With 1,816 locations built in nearly 30 years, Hampton Inn poses a sizeable posture in the hotel industry. But, according to Phil Cordell, global head of focused service and the Hampton Inn brand for Hilton Worldwide, the brand isn’t done growing. While highly successful in the U.S., the brand is now looking overseas.
“In the Americas, particularly in the States, Hampton Inn is a segment leader from a market share and guest satisfaction perspective,” Cordell says of the brand, which was named Entrepreneur magazine’s top franchise brand for 2010. “In the U.S. we continue to see it grow and expand not only in suburban markets but also urban markets.
“Up until Hilton U.S. and Hilton International came together about four years ago we didn’t have the ability to grow many of Hilton’s brands outside of the U.S., he continues. “We’re now able to take the brand outside of the U.S.”

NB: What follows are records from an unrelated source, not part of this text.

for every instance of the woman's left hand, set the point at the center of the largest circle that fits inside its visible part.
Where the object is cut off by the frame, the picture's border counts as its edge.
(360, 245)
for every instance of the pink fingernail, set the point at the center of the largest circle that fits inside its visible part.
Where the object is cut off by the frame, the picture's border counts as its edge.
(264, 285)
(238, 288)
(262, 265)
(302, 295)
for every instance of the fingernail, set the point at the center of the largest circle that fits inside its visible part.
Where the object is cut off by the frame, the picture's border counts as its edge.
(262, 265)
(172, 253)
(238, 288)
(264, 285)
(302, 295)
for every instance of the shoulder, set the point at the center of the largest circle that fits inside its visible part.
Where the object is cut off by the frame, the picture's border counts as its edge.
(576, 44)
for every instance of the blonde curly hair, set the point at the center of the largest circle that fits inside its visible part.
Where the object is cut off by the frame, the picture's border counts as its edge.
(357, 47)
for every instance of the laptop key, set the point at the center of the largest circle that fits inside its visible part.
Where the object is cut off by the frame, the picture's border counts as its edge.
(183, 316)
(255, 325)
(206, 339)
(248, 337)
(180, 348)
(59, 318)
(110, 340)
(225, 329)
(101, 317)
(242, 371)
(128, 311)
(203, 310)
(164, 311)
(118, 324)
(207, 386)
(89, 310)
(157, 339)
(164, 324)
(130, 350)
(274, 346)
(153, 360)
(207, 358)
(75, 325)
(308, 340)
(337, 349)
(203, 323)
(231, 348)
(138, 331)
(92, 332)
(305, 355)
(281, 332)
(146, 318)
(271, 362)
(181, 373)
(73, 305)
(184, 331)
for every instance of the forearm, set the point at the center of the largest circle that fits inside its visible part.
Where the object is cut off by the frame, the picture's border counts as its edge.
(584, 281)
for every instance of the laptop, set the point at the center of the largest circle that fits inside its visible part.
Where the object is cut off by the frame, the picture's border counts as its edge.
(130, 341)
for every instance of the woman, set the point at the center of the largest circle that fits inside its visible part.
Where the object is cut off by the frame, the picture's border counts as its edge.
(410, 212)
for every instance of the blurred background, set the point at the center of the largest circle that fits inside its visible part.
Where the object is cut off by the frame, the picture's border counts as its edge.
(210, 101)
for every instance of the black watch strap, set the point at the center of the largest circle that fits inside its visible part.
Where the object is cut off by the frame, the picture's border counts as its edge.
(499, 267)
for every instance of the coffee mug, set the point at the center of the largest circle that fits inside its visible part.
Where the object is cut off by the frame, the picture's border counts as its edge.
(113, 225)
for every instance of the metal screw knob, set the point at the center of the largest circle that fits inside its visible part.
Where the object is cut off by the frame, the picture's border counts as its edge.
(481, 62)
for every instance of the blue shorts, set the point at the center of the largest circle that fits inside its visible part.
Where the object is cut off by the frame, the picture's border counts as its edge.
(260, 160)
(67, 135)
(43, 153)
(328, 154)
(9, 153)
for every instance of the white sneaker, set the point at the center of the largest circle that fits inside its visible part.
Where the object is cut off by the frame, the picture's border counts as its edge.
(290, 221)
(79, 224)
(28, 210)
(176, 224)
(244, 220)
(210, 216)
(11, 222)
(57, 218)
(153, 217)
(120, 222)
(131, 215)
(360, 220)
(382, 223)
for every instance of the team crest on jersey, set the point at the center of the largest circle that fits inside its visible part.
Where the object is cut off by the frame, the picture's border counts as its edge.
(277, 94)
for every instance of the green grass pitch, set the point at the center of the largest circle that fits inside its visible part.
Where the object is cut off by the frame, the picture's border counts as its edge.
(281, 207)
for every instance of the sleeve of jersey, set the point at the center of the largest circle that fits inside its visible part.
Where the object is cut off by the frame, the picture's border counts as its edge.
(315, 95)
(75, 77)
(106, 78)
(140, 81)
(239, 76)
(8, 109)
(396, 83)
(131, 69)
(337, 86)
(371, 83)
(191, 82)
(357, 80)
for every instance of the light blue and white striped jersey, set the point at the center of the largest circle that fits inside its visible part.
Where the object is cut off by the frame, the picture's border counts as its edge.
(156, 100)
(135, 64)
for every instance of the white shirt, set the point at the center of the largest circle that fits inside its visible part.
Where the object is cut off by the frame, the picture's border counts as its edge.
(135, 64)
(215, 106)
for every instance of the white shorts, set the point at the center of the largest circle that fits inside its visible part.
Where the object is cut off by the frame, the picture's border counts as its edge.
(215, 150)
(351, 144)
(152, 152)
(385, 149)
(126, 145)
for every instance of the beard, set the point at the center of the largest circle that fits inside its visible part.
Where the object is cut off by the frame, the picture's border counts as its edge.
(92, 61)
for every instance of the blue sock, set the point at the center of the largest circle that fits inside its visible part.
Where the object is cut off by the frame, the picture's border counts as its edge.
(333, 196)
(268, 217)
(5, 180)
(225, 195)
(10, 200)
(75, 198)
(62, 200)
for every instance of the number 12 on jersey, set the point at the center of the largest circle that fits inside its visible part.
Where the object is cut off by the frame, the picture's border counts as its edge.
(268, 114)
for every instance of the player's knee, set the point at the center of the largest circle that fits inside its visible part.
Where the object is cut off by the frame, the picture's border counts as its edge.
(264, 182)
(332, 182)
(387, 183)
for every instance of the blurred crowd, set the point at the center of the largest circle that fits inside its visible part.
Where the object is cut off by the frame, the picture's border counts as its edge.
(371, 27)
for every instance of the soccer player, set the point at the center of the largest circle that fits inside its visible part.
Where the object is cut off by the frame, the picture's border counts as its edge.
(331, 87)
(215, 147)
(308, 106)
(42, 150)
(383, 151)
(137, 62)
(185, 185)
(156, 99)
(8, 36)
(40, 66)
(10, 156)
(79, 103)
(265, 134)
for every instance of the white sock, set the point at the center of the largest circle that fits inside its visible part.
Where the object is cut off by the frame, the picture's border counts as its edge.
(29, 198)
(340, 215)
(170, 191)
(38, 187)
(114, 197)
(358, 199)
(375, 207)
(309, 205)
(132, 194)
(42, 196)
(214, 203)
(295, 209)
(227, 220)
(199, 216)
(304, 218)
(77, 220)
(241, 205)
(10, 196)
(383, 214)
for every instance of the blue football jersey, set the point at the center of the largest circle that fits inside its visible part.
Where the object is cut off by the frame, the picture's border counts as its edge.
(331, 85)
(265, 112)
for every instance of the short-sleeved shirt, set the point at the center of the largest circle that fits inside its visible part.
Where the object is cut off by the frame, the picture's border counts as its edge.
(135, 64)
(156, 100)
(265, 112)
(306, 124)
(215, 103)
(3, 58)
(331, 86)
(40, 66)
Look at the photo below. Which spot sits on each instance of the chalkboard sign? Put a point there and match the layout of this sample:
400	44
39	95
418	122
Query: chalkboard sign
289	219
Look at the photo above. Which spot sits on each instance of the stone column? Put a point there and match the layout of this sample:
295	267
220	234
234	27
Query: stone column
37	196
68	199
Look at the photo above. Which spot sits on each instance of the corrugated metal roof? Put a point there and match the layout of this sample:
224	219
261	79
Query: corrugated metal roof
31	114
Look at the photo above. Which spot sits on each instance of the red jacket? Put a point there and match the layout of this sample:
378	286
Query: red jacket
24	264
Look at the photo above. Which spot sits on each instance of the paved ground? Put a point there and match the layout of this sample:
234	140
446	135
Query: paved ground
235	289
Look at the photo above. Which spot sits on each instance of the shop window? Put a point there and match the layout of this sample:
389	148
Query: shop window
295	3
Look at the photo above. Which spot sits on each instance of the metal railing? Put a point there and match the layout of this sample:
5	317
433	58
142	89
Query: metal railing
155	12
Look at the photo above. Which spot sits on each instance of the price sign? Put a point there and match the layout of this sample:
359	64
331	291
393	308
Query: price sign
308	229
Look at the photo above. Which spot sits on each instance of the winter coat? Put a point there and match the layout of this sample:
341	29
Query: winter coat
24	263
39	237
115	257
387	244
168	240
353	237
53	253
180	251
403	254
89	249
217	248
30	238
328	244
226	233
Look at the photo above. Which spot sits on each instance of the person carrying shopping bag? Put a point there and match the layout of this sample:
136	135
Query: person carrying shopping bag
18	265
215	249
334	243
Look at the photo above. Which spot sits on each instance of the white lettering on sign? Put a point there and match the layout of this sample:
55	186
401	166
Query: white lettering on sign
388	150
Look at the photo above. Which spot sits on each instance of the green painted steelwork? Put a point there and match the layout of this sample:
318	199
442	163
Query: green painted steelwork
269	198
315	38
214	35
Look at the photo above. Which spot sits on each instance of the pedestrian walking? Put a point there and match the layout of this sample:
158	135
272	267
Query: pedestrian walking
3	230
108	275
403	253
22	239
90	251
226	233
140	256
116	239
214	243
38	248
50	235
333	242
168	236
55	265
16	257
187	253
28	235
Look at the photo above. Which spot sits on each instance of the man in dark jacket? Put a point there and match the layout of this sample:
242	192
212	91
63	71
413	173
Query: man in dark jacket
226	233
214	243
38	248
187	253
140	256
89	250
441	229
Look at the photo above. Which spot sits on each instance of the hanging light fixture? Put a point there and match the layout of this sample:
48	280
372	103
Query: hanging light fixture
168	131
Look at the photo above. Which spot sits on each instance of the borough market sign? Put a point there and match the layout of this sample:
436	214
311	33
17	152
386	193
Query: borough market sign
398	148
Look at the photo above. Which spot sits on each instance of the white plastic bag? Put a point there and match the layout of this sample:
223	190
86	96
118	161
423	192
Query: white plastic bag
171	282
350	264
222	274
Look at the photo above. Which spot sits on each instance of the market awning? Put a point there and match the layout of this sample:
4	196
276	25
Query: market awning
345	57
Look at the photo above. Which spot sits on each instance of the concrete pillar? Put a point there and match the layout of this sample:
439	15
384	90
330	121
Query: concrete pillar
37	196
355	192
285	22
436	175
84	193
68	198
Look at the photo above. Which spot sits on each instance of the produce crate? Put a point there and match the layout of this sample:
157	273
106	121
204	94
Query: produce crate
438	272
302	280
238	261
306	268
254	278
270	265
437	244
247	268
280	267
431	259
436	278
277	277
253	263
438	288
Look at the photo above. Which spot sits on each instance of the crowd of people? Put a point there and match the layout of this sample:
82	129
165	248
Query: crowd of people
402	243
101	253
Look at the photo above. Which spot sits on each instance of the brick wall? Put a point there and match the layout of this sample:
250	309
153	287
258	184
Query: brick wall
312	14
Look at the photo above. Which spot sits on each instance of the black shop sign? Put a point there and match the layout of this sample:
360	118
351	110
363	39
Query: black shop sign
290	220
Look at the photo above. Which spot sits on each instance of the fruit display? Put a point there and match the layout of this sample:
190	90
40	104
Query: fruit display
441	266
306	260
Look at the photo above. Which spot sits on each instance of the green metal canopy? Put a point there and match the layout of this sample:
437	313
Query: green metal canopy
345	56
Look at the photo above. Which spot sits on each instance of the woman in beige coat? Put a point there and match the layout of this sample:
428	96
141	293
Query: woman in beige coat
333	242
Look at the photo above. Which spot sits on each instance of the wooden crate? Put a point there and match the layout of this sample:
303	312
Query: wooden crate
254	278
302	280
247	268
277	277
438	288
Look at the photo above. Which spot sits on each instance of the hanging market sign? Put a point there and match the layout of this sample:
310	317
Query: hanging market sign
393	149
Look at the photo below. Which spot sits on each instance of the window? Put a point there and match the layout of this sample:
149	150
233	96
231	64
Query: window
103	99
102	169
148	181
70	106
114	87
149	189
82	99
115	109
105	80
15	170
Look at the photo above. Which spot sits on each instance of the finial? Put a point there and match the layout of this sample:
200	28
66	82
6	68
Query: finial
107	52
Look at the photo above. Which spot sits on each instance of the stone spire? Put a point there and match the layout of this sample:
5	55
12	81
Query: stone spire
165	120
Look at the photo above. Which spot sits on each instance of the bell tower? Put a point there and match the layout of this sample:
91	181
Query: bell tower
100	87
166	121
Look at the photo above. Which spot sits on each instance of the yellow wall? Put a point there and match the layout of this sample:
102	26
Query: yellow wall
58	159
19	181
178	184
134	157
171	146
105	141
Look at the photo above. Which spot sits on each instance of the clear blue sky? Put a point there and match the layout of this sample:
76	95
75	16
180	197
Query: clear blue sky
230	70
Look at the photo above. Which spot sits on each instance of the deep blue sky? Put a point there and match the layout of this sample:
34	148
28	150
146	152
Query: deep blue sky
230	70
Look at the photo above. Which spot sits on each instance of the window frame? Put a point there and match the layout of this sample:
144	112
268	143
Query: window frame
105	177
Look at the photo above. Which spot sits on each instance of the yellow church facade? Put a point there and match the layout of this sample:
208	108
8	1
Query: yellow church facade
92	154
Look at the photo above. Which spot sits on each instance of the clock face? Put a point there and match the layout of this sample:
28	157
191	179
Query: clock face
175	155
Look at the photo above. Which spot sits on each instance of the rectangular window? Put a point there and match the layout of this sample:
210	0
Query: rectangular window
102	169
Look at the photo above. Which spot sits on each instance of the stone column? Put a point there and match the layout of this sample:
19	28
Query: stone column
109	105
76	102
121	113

Cordell says that once the merger took place through Hilton U.S.’s acquisition of Hilton International, the planning for taking Hampton Inn across the pond began. But planning for entry into markets such as Europe and Asia meant taking a long look at the brand as it already existed.
“We didn’t just say that we have all the answers. Hampton Inn works in the U.S. so let’s just replicate it and drop it in here and here and here,” Cordell says. “We are very thoughtful of where we grow, why we go there, and what the brand experience in that place starts to look and feel like.”
Hampton Inn’s initial efforts overseas have been concentrated in Western Europe. “That’s a part of the world that’s most familiar based on segmentation and the business model of our industry,” Cordell says. In fact, Hampton is open, trading, and under development in the United Kingdom and Germany. Within the next year, Cordell says, the brand will be in Italy and Turkey. The brand recently announced deals for hotels in Genoa, Italy, and Diyarbakir and Ordu, Turkey.
Cordell says that the brand has taken the last four years to get its product right overseas and he has been “very pleased with the progress.”
Going overseas, Hampton Inn decided not to bring its U.S. box. “Our Hampton Inns in Europe are smaller in room size, which is accepting to guests there. We have a limited food offering and are a little more design forward,” Cordell says.
Cordell says the brand’s first hotel in Berlin, Germany, opened to great success. He says that success has enabled the brand to continue full-speed in Europe with the key approach being sure to acknowledge what he terms, “We don’t know, what we don’t know.”
“We’ve seen some competitors try to replicate what works in the States, but it doesn’t work,” he continues. “We’re focused on how we can make the brand locally focused and profitable in other environments.”
Hampton Inn’s customers in Europe are similar the U.S., with a 50-50 mix of business to leisure travelers. However, the price points are a little different, especially in comparison to the euro and pound to the U.S. dollar. The raw ADR is higher in Europe, but Cordell says the brand is still appropriately positioned for the value price point in the market.
Cordell describes Europe as “round one” of the brand’s expansion overseas. He says the company is still thinking through its Asia expansion. “Asia’s a very different model from a business perspective,” he says. “It takes a bit longer. Our industry just isn’t as developed and segmented there as it is in other parts of the world. So it takes time and the right relationships.”
Cordell says that the brand is discussing plans with three or four very large organizations in India and China. He describes them as developers of commercial properties and real estate.
“Clearly those are markets where we don’t go in and put one hotel here and one hotel there, because the operating environment is so different,” he says. “So we really have to put our arms around what is successful.”
Going into those countries is a challenge, Cordell says, because very few focused-service hotels have ventured into Asia at this point.